Today, Maju practically maintains her family. “Maju has given us financial stability through her work,” says her mother. Thanks to her job, Maju has traveled around Europe, in Italy, Portugal and France. “Paris was my favorite, because it is chic,” she says with a smile. Which country would she like to visit? “China,” she replies. And she has many more dreams she wants to achieve. “I want to be on a billboard,” says Maju, a lover of sushi and ice cream, whose greatest professional pleasure is “being photographed and being on the catwalk.”
Her mother stresses that there have been no shortcuts in her daughter’s trajectory. “If a person who is considered normal according to society’s standards has to walk 6,000 kilometers to get to where they want to be, Maju would have to walk four times further to demonstrate her ability.” The big modeling agencies are reluctant to hire her daughter. “They say that Maju doesn’t have the profile clients are looking for,” says Adriana. “The reality is that people with disabilities have always lived in social isolation.”
Selective diversity
This rejection by agencies exposes how the market is ignoring a huge audience. According to the last census by the Brazilian Institute of Geography and Statistics, carried out in 2010, 24% of Brazil’s population has at least one of the disabilities measured by the survey: visual, auditory, motor and mental or intellectual.
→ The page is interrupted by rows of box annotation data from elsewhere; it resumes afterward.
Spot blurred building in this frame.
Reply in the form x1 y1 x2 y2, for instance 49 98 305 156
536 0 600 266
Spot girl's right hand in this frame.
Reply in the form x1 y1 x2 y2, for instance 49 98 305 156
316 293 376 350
In total, 46 million Brazilians stated they suffer from some form of disability. “I tend to say that people with disabilities are the largest minority in the world,” says Ivan Baron, 23, who describes himself as an inclusion influencer and shares information on the issue with his over 160,000 Instagram followers.
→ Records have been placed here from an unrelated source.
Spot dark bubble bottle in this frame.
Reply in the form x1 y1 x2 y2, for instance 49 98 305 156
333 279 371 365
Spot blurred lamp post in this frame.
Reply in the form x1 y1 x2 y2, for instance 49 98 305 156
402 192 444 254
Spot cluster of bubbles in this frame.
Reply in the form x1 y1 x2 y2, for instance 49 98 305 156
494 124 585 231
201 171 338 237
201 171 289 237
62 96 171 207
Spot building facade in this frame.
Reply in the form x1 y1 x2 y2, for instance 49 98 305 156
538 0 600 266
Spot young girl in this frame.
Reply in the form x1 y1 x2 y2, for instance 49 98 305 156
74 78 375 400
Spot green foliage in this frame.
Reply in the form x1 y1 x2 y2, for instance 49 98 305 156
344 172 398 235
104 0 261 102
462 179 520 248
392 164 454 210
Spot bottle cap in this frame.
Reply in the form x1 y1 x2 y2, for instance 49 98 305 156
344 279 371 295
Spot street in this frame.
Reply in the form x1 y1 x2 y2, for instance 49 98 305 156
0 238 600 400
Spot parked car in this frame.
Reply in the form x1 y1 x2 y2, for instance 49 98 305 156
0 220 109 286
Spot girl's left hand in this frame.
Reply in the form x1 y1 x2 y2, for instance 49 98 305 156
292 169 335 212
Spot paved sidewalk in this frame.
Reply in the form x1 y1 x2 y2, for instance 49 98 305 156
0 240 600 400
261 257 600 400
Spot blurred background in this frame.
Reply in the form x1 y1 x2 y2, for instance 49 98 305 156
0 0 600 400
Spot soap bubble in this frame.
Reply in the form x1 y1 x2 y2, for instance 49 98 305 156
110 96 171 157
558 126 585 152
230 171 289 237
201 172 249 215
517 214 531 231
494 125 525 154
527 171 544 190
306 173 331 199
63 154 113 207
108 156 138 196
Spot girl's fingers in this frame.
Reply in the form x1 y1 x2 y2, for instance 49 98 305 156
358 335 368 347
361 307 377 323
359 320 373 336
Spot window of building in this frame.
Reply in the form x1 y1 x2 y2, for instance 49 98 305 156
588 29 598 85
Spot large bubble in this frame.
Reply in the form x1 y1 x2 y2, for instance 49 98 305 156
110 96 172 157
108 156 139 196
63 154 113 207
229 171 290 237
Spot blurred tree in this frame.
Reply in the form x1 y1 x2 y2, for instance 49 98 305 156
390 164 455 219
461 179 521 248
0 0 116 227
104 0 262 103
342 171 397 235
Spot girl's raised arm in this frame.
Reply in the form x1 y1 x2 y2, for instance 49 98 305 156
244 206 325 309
Ivan, who has cerebral palsy, acknowledges that many companies are willing to change. “The brands have started to seek me out and have realized that they can attract customers through my discourse,” he says. “It was a big achievement when I became an official ambassador for Spotify, one of the biggest music platforms in the world.” However, Ivan stresses there is a big difference between diversity and selective diversity. “There are companies that think just by flying an LGBTQ+ flag they are being inclusive.”
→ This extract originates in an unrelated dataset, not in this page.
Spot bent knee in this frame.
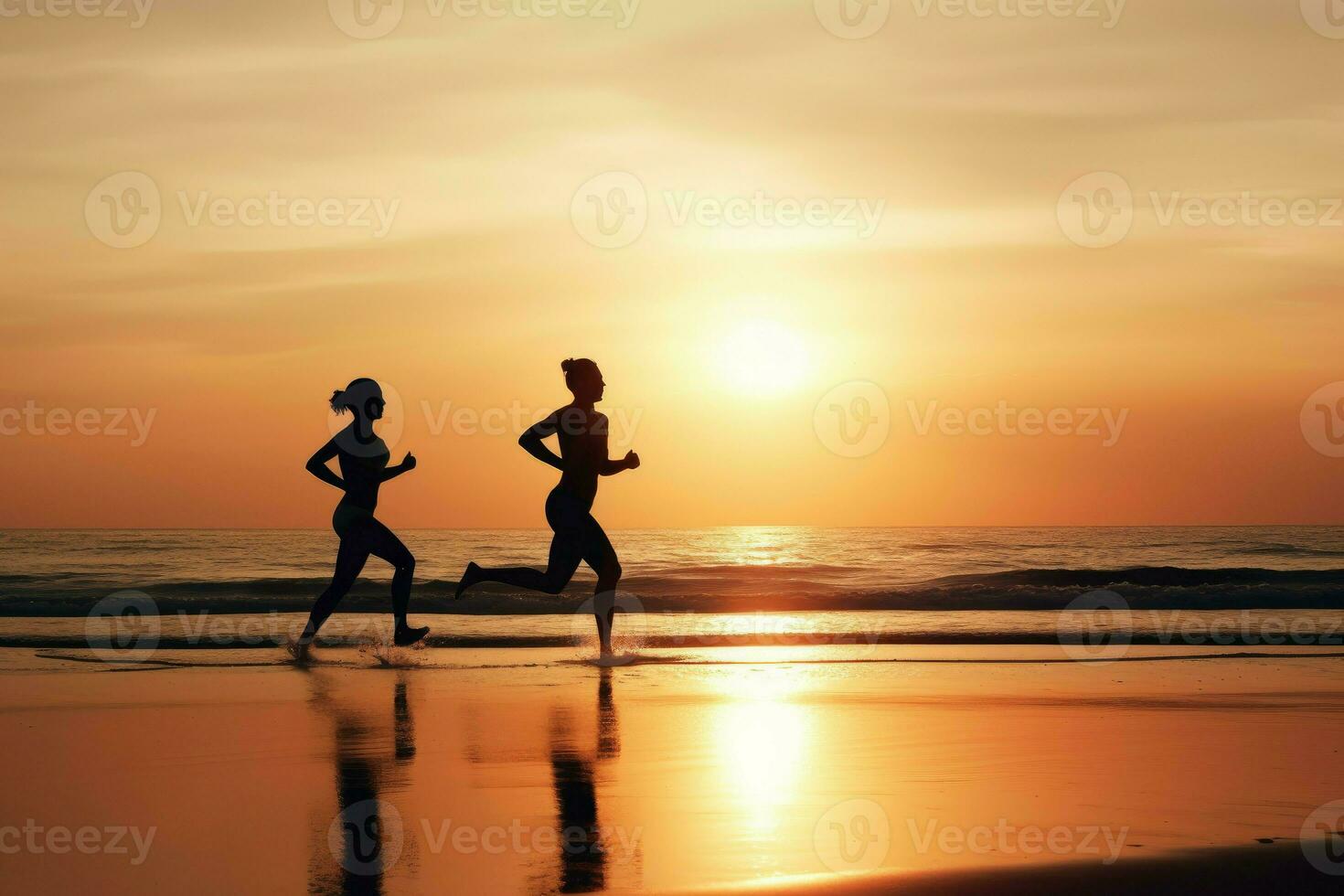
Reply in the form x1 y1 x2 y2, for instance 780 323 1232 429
597 560 621 589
Ivan uses the term “Def Money” when talking about brands that sell themselves as diverse, but do not embrace diversity as a policy. “In the same way as pink money, in the case of the LGBTQ+ community, and black money, with the Black Lives Matter movement, there is Def Money, which comes from the word deficient. These are brands that take advantage of our image and our bodies for a few seconds to paint themselves as inclusive,” he explains. “For example, they use someone in a wheelchair to advertise a store that doesn’t have accessibility.”
For this reason, Ivan uses his Instagram account to bring these concerns to public attention and to feel represented. “I grew up without any kind of representation, I didn’t see myself represented as a young person with a disability. And when you don’t feel represented, you think that you don’t exist.” Adriana says that Maju has the same purpose: “Her true mission is to expand the visibility of these people, because they are real people.”